Although non-motor symptoms are early and disabling features of PD, reliable predictors and effective therapies are not yet available. Measurement of CSF proteins mirroring brain pathology is currently utilized for diagnostic and prognostic clustering of patients with neurodegenerative diseases but the association with non-motor symptoms in PD has not been evaluated.

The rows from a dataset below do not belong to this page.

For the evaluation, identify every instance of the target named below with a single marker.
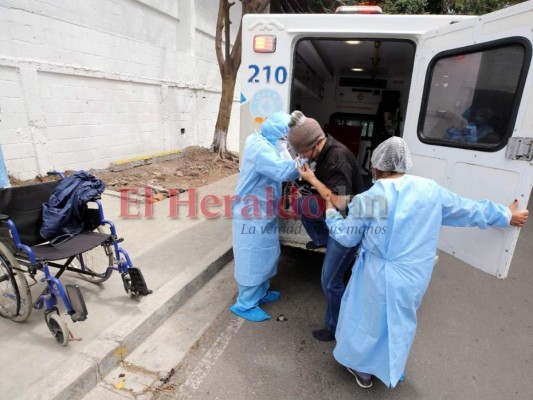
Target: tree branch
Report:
(218, 35)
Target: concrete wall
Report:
(87, 83)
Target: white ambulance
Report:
(458, 89)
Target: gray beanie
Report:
(304, 133)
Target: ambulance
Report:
(458, 89)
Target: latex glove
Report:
(283, 150)
(306, 173)
(518, 217)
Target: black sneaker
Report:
(312, 246)
(364, 383)
(324, 335)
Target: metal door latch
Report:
(519, 149)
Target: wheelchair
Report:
(93, 255)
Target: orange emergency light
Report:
(358, 10)
(264, 43)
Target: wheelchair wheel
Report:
(15, 295)
(58, 327)
(95, 260)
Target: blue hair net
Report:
(276, 126)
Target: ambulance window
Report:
(471, 98)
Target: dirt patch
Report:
(194, 167)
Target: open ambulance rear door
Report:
(469, 122)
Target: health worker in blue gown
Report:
(256, 246)
(397, 221)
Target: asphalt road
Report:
(474, 341)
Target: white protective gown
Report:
(398, 221)
(256, 247)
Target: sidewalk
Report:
(176, 256)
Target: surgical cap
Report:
(305, 132)
(392, 155)
(276, 126)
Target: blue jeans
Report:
(336, 261)
(310, 210)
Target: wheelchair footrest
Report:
(77, 303)
(138, 284)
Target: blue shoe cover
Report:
(253, 314)
(271, 296)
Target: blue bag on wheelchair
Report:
(64, 212)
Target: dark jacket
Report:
(64, 211)
(337, 168)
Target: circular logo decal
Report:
(265, 102)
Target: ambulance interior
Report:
(356, 89)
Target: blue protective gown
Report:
(398, 223)
(256, 247)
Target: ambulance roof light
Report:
(264, 43)
(358, 10)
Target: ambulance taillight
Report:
(264, 43)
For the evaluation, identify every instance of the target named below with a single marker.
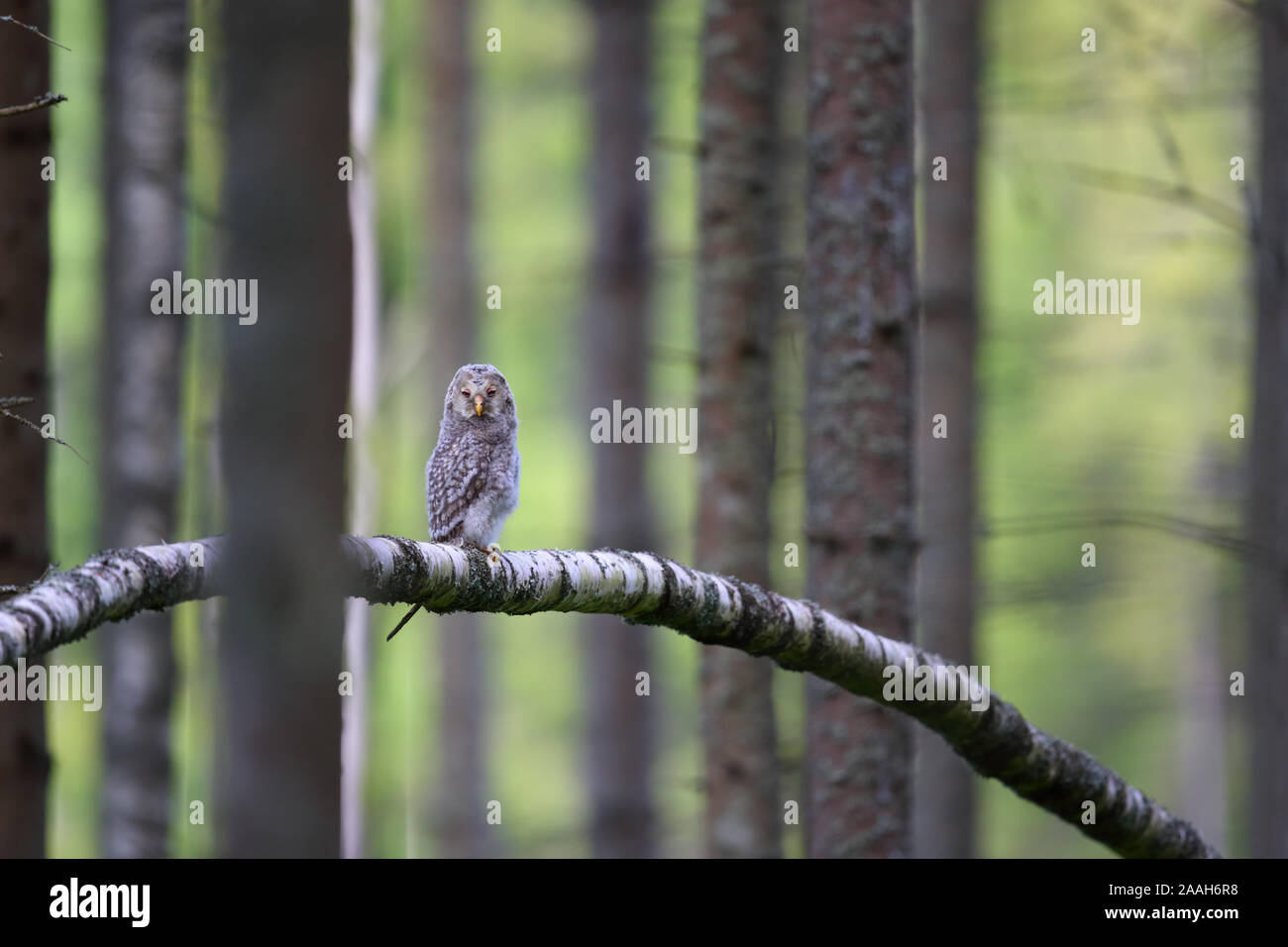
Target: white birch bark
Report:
(645, 589)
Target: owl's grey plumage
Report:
(472, 480)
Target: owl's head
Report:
(478, 393)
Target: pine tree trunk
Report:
(621, 729)
(24, 454)
(146, 110)
(742, 65)
(279, 647)
(462, 663)
(858, 405)
(944, 797)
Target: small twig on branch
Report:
(1158, 189)
(644, 589)
(5, 403)
(50, 98)
(31, 29)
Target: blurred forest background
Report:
(1089, 431)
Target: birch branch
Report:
(645, 589)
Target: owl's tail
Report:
(406, 618)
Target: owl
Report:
(472, 480)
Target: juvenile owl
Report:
(472, 480)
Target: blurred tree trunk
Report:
(1201, 716)
(737, 222)
(24, 454)
(944, 797)
(619, 736)
(858, 406)
(462, 667)
(1267, 457)
(365, 397)
(279, 648)
(146, 115)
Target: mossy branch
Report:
(647, 589)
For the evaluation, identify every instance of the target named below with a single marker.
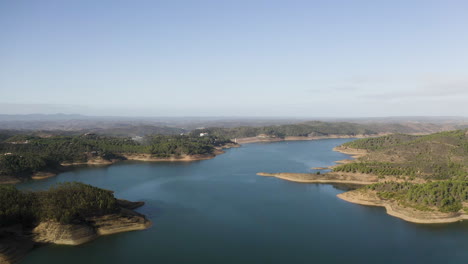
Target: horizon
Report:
(249, 58)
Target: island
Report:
(67, 214)
(418, 178)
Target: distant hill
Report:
(441, 155)
(319, 128)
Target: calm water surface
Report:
(219, 211)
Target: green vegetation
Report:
(378, 168)
(445, 196)
(439, 156)
(317, 128)
(22, 155)
(314, 128)
(65, 203)
(380, 142)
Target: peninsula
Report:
(24, 157)
(421, 179)
(30, 219)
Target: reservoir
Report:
(220, 211)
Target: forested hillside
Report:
(65, 203)
(318, 128)
(22, 155)
(441, 155)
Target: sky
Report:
(330, 58)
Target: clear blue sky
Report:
(234, 58)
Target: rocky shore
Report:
(16, 241)
(393, 208)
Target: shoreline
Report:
(248, 140)
(366, 197)
(320, 178)
(64, 167)
(369, 198)
(17, 241)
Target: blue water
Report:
(220, 211)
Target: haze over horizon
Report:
(242, 58)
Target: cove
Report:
(220, 211)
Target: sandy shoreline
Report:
(322, 178)
(17, 241)
(367, 197)
(67, 166)
(370, 198)
(248, 140)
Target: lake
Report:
(220, 211)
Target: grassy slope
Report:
(442, 157)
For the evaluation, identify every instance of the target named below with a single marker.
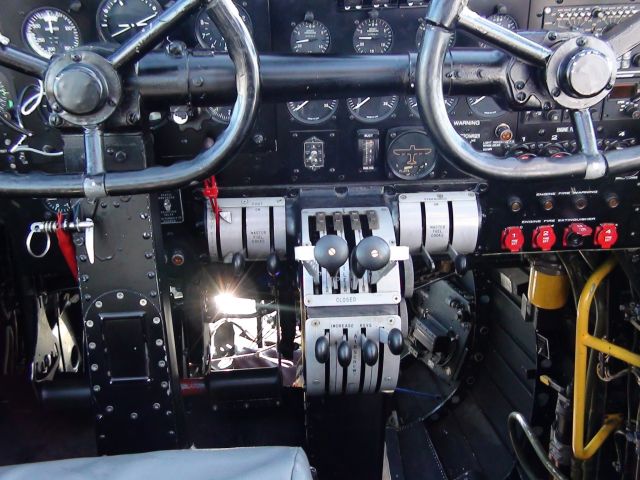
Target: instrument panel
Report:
(358, 139)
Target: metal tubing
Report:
(583, 341)
(94, 150)
(146, 39)
(624, 36)
(522, 48)
(245, 57)
(457, 150)
(209, 80)
(23, 62)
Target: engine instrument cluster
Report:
(369, 140)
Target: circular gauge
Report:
(372, 109)
(313, 112)
(208, 34)
(504, 20)
(412, 103)
(374, 35)
(422, 28)
(451, 103)
(310, 37)
(57, 205)
(485, 107)
(411, 155)
(221, 114)
(119, 20)
(49, 31)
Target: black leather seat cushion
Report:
(259, 463)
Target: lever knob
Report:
(322, 349)
(372, 253)
(331, 252)
(395, 341)
(370, 352)
(238, 263)
(344, 354)
(273, 265)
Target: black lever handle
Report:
(372, 253)
(331, 252)
(344, 354)
(370, 352)
(395, 341)
(322, 349)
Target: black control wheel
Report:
(331, 252)
(372, 254)
(577, 73)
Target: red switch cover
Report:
(544, 238)
(606, 235)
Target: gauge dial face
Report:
(310, 37)
(485, 107)
(411, 156)
(504, 20)
(313, 112)
(57, 205)
(373, 35)
(49, 31)
(221, 114)
(372, 109)
(422, 28)
(119, 20)
(412, 103)
(209, 36)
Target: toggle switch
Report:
(344, 354)
(512, 239)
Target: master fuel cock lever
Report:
(374, 255)
(330, 252)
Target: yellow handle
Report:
(583, 341)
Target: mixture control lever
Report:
(372, 254)
(344, 354)
(322, 349)
(375, 255)
(331, 252)
(369, 351)
(395, 341)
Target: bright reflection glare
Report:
(227, 303)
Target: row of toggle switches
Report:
(576, 235)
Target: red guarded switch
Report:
(606, 235)
(576, 234)
(544, 238)
(512, 239)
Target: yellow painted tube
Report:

Here we performed a cross-sectional correlation study, aimed at identifying potential fluid biomarkers for non-motor symptoms in PD.

METHODS

CSF levels of 42-amyloid-β, total and phosphorylated tau, α-synuclein and reciprocal ratios were measured in a group of 46 PD patients compared to 37 gender/age-matched controls and correlated with standard clinical scores for motor and non-motor features.

RESULTS

We observed that α-synuclein levels were reduced in PD (p < 0.05, AUC = 0.8; p < 0.05) and inversely correlated with non-motor symptoms scale total score and items 3 and 9, even independently from age, disease duration, motor impairment severity and dopaminergic treatment (T = -2,9, p < 0.014; T = -3.6, p < 0.05; item 9: T = -2.1, p < 0.05, respectively).

CONCLUSIONS

Our findings suggest that the reduction of CSF α-synuclein may parallel degeneration of non-dopaminergic systems. Although confirmatory studies are necessary, CSF α-synuclein reduction might represent a potential biomarker to monitor non-motor symptoms burden.